One thing that I have noticed is that stated reasons are more rational or logical and the real reasons are more emotional. After all, we all like to show that we are smart and rational individuals – even when we are not.
Q: Sir, Why did you choose bike X?
A: The Torque to weight ratio is just perfect. It has a 5 speed integrated transmission and a y fork suspension.
Real Reason: The blue bike looks sexy and might attract the girls.
Lets look at some of the reasons why people buy products
Because other’s buy it
People copy what they see. Once a new product has certain number of customers (called early adopters), it achieves critical mass and gains momentum as more and more customers buy the product. In other words it becomes fashionable.
That’s how the iPod became a cult hit. After the early adopters picked up the product and wore them around (note the distinctive white earphones – no accident that) other began to clamor for IPods.

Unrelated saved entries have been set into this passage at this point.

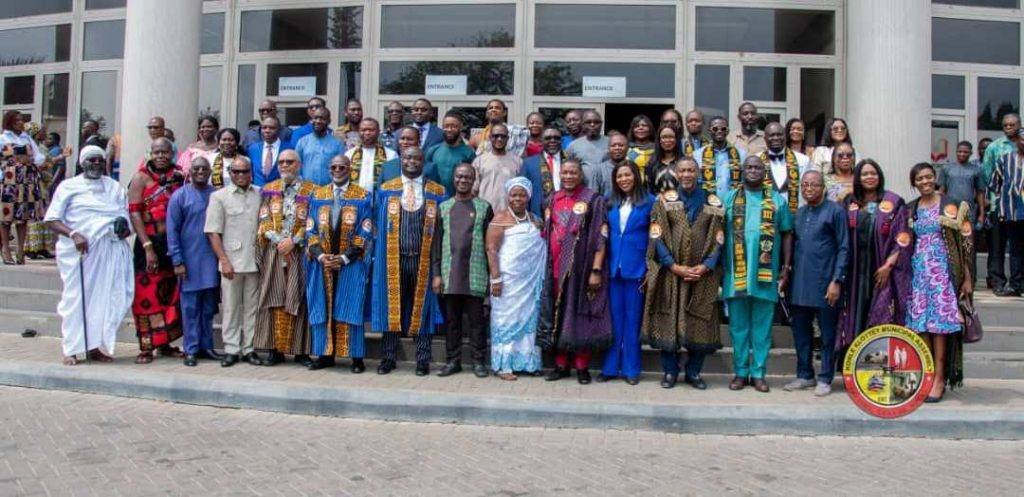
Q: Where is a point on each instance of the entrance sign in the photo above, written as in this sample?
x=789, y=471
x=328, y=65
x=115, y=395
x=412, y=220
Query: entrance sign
x=888, y=371
x=297, y=86
x=445, y=85
x=603, y=87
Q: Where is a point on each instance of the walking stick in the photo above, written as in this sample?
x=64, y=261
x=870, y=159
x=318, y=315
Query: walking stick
x=85, y=317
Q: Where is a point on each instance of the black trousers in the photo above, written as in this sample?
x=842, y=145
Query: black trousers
x=458, y=307
x=1007, y=237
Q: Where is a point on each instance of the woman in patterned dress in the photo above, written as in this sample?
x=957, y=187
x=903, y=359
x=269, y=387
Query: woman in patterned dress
x=20, y=198
x=941, y=234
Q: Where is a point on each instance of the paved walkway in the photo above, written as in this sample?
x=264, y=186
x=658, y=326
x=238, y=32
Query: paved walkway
x=984, y=409
x=58, y=444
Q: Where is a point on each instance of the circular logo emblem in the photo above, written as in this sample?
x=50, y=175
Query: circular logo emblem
x=888, y=371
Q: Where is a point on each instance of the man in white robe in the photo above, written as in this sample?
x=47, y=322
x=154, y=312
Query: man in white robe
x=89, y=212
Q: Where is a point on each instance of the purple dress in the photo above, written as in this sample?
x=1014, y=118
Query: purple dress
x=933, y=301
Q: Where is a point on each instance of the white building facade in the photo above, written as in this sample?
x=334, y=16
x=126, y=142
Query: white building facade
x=912, y=77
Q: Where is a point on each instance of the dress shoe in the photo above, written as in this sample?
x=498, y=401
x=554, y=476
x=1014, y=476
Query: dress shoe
x=357, y=366
x=1007, y=292
x=557, y=374
x=385, y=367
x=322, y=363
x=450, y=368
x=737, y=383
x=304, y=360
x=211, y=355
x=696, y=382
x=272, y=358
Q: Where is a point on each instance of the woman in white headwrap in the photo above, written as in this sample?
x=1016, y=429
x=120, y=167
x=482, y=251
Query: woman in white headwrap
x=516, y=256
x=20, y=198
x=89, y=212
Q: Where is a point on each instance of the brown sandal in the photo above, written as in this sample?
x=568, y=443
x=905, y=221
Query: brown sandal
x=170, y=351
x=99, y=357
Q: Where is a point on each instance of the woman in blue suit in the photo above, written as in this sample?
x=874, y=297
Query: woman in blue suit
x=629, y=220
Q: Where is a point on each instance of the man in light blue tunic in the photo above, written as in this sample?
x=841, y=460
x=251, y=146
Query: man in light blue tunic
x=339, y=235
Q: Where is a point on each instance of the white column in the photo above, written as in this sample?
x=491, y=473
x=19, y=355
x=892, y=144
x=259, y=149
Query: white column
x=161, y=74
x=889, y=85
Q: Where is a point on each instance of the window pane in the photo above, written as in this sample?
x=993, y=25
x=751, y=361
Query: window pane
x=484, y=78
x=975, y=41
x=817, y=100
x=245, y=108
x=99, y=99
x=35, y=45
x=351, y=80
x=55, y=102
x=767, y=84
x=996, y=97
x=766, y=30
x=104, y=39
x=36, y=7
x=605, y=27
x=97, y=4
x=642, y=80
x=210, y=79
x=711, y=91
x=213, y=33
x=982, y=3
x=448, y=26
x=276, y=71
x=947, y=91
x=18, y=89
x=301, y=29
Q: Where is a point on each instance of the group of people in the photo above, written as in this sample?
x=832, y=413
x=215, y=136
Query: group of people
x=576, y=243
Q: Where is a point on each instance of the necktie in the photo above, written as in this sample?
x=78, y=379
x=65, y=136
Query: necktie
x=336, y=208
x=267, y=159
x=409, y=197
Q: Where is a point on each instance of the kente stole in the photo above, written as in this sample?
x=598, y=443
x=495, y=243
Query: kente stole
x=765, y=244
x=793, y=177
x=380, y=157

Buying a well-known popular brand reduces the perceived risk of the customer. The risk that it might not work, or that he might have wasted money or the risk that he might be considered stupid by people around him (social risk)
Lessons for Marketing Managers
Use testimonials of people who have successfully used the product. Testimonials can be from celebrities or from ordinary people. Celebrity testimonials are watched by more people but may be less believable than ordinary people.

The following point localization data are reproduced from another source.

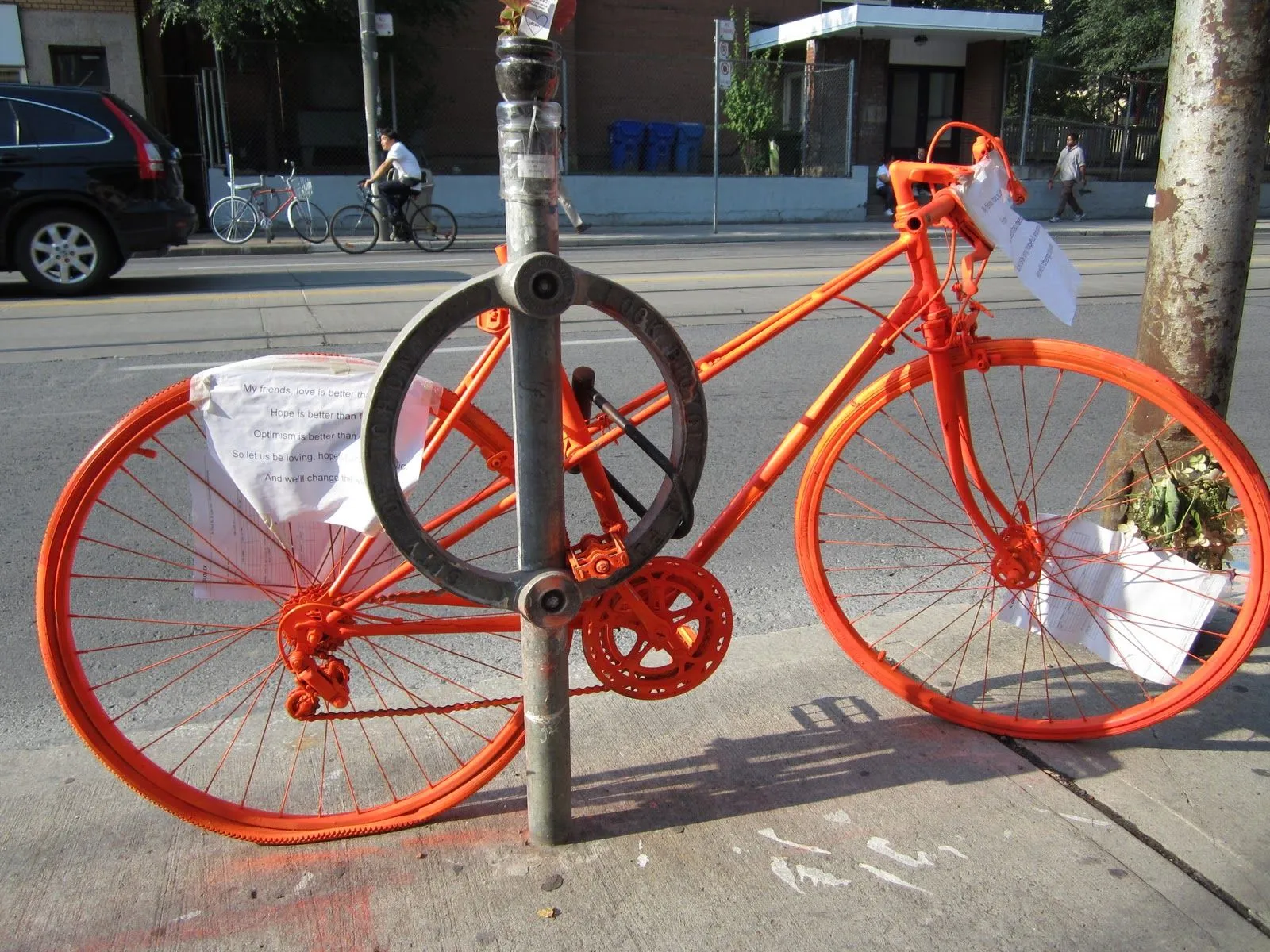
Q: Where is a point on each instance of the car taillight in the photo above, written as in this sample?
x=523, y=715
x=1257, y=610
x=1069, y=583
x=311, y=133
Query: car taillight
x=149, y=158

Create the Bandwagon effect. If your product is no 1 or is the fastest growing in its category say it. It will help convince the risk averse.
Human Minds are resistant to change
Kellogg’s is the world leader in breakfast cereals, cornflakes etc. They launched its products in India in September 1994 about the time I passed out of Engineering. The product positioning was the same ‘Healthy breakfast’. For Indians of course breakfast means either Parathas or Loch or Dosa depending on which part of the country you are from.
Today 17 years later, a vast majority of Indians still eat Maratha, Dosa etc. The total breakfast cereal market in India is only 400 Crores. And Kellogg’s has approximately 50% market share i.e. about 200 Crore. Clearly it shows that the vast majority of 100 Crore Indians have not changed their breakfast habits. And the biggest success stories have been Chocos and Frosties – products aimed at children who are more willing to try new things – especially if it comes out of boxes with cartoons on them.
Why is so difficult to change minds?
Human minds are based on belief systems. Ideally such belief systems are based on information and when new information is received, the beliefs should change. But this rarely happens. Information that doesn’t suit your beliefs is either ignored (you do not notice it) or rejected.
A BJP supporter will notice and accept news that is pro BJP while ignoring or explaining away any news that is anti BJP.
So to change a customer’s behavior you need to change her attitude and to change her attitude you need to change the beliefs on which such attitudes are best. And you expect to change that with a 30 second TV Ad. All the best.
When Parents can’t change their kid’s minds, nor can wives change their husbands, Marketing has no realistic chance.